Les médias et l’éducation ont une nature commune, car “ce sont des institutions sociales, issues de la société, qui contribuent à la reproduire et à la modifier.”62 La question sera de savoir comment apprendre, selon quelle progression, et quelles compétences on voudra développer chez l’apprenant. Il apparaît que d’une part, à l’heure des télévisions par câble et satellite et des moyens de communication en ligne par l’internet, l’accès aux langues européennes est facilité, mis pour ainsi dire à la portée de tous. D’autre part, il semble que l’usage des langues tende vers l’instrumentalisation : l’acquisition de langues étrangères ferait partie du savoir-faire professionnel de tout un chacun. Pour parvenir au plus vite à un savoir minimal - les capacités de compréhension et d’expression orales sont d’abord visées -, les étudiants ou les adultes apprenants attendent d’autres modes d’apprentissage, moins traditionnels que ceux pratiqués en milieu scolaire. En effet, les expériences individuelles confirment un décalage entre les apprentissages en milieu institutionnel et les besoins “à l’extérieur”, où la confrontation avec la langue/culture reste l’exercice le plus difficile. L’apprenant recherche notamment des situations où il va être amené à pratiquer la langue étrangère et à se mesurer individuellement à la réalité étrangère : les moyens audiovisuels et informatiques présentent le double avantage d’un apprentissage semi-autonome et d’une mise en scène de la langue et culture authentiques. Cependant, une individualisation de l’apprentissage ne veut pas dire autonomisation totale dans le sens où l’apprenant a accès au savoir “directement”, et n’a plus besoin de médiateur pour apprendre. Le simple contact entre une source et un apprenant ne garantit pas l’acte d’apprentissage qui relève d’une activité organisée et où la présence du maître “accoucheur” à la manière de Platon semble indispensable63. En effet, à la base de toute acquisition de savoir se trouve la rencontre entre le projet d’enseignement et le projet d’apprentissage, l’enseignant permet de mettre en correspondance les acquis, les capacités, les intérêts du sujet avec les savoirs “‘qu’il faut sans cesse parcourir, inventorier, pour découvrir en eux de nouvelles entrées, de nouvelles richesses, de nouveaux modes de présentation’.”64
Au-delà des capacités langagières qui restent la cible d’un enseignement/ apprentissage de la langue, le développement de capacités cognitives ainsi que du savoir-être de l’apprenant sont également visés. Il s’agit de l’acquisition d’outils mentaux qui seront pour l’apprenant de langue étrangère utilisables dans d’autres disciplines et transférables à des situations (hors contexte pédagogique notamment) ; le développement de capacités, telle la mémoire65 lui donneront une autonomie, d’abord face à la situation d’enseignement/apprentissage et plus largement dans la rencontre avec la réalité étrangère.

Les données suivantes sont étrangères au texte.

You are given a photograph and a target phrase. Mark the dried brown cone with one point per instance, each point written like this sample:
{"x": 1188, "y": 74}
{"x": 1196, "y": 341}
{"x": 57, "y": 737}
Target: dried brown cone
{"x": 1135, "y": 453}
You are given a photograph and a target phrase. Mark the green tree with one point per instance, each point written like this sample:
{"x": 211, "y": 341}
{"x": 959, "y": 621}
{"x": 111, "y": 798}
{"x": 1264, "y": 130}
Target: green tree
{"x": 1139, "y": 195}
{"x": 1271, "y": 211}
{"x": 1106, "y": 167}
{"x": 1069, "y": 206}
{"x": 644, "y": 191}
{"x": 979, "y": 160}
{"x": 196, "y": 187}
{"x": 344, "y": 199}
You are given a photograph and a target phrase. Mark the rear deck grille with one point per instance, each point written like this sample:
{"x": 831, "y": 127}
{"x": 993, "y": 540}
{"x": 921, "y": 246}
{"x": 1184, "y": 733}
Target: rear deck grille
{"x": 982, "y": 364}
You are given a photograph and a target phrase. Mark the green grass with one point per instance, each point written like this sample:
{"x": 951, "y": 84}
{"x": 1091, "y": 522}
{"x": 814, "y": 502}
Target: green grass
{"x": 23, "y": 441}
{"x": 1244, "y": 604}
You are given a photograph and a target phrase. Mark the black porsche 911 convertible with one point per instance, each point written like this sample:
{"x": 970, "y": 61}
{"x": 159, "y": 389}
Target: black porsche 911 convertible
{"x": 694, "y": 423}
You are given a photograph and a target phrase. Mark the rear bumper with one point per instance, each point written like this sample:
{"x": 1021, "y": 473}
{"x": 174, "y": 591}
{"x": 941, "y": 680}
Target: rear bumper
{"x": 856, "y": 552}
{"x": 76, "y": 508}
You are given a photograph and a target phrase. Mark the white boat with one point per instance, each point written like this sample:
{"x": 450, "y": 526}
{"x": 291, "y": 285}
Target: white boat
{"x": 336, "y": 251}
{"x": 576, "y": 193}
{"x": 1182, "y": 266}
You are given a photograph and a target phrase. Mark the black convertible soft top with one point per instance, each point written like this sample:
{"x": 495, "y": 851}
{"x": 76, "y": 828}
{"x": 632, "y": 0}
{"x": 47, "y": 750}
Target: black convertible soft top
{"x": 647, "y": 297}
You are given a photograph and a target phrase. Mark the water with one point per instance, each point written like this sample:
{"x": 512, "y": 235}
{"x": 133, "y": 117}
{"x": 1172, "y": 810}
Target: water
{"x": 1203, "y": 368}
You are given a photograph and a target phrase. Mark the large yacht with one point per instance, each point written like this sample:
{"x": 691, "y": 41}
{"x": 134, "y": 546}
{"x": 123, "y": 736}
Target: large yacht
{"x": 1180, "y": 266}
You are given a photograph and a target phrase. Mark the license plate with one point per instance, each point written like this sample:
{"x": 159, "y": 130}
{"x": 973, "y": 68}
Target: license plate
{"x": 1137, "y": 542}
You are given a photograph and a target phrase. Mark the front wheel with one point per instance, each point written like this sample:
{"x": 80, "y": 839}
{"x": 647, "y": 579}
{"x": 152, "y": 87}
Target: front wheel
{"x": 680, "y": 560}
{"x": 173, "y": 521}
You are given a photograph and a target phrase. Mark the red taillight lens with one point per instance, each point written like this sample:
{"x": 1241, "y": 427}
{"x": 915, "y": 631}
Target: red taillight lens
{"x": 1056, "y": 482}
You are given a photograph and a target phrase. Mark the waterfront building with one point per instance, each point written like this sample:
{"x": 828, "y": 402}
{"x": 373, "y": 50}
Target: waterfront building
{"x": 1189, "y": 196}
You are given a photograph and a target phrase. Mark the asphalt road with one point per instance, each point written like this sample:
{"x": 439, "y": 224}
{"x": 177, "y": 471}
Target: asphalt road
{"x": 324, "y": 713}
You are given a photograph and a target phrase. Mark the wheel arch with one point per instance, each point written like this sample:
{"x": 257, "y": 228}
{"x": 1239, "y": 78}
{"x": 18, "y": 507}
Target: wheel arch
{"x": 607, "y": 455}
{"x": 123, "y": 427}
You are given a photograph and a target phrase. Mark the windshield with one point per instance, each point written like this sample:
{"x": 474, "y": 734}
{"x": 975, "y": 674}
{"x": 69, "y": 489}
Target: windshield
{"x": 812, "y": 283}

Instruire, éduquer prennent ici tout leur sens, faire en sorte que l’apprenant acquière du savoir, du savoir-faire et du savoir-être pour gagner en autonomie : devenir un téléspectateur averti et un citoyen multiculturel. L’expression individuelle de l’apprenant est toujours au centre des préoccupations pédagogiques, mais elle respectera aussi celle du groupe récepteur dans la mesure où il y a multiplicité des visions ou des opinions. C’est aussi un apprentissage social et une construction de la personnalité.
Thierry De Smedt , “De la logique des médias à celle de l’éducation”, in Médiaspouvoirs n°35, pp. 82- 94.
On pourra lire à ce sujet les réflexions de Philippe Meirieu sur le paradoxe de la situation d’apprentissage notamment dans le chapitre “Peut-on apprendre” : “l’apprentissage est une histoire qui met en présence un déjà-là et une intervention extérieure ; une histoire où s’affrontent des sujets et où travaillent et s’articulent, jamais facilement, intériorité et extériorité, élève et maître, structures cognitives existantes et apports nouveaux.” Apprendre ... oui, mais comment, ESF, Paris, 1995, p. 41.
ibidem, p. 42.
Hélène Trocmé-Fabre précise que “plus la prise d’information est claire, précise, attentive, motivée vers un but précis, plus l’analyse de l’information par le sujet est profonde, et plus la rétention à long terme risque d’être grande. (...) La mémorisation sera d’autant meilleure que l’information aura interpellé le cerveau tout entier, sous-cortical et cortical, l’être affectif et cognitif. J’apprends, donc je suis, Paris, Les Editions d’Organisation, 1987, p. 76.